Harvard University researchers were able to correctly identify between 84 percent and 97 percent of Personal Genome Project participants through demographic information they provided.
The Personal Genome Project, led by George Church at Harvard Medical School, began about a half dozen years ago to examine the interactions among genotype, the environment, and phenotype. Project participants provide genomic information as well as health information and some other personal data. The project notes that privacy cannot be guaranteed, though the online profiles do not include names or addresses.

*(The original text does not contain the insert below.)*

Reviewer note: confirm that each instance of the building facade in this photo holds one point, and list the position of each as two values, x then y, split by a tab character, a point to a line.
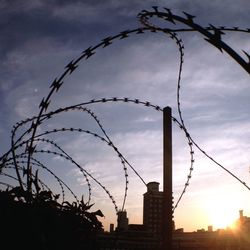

Latanya Sweeney and her colleagues write in a paper, available at the arXiv preprint server, that they matched demographic data— such as ZIP code, age, and gender — from 579 of 1,130 public PGP profiles to data housed in voter or other public records. From this, they received 241 unique matches.
The researchers shared their findings with the PGP to determine the accuracy of their matches. According to the response from the PGP, 84 percent of Sweeney and her team's matches were correct, and, the researchers note, if nicknames were taken into consideration, that proportion of correct matches increases to 97 percent. "Our ability to learn their names is based on their demographics, not their DNA, thereby revisiting an old vulnerability that could be easily thwarted with minimal loss of research value," they write.
Sweeney and her colleagues add that by making age and location data a bit fuzzier, PGP participants would be able to protect themselves from identification. They note that they developed a tool to help PGP participants make such changes.
"That should make the Personal Genome Project significantly more private for those who choose this option. It should also serve as a warning for future projects involving personal data that privacy isn't always as easy to protect as it might at first seem," the Physics arXiv blog adds.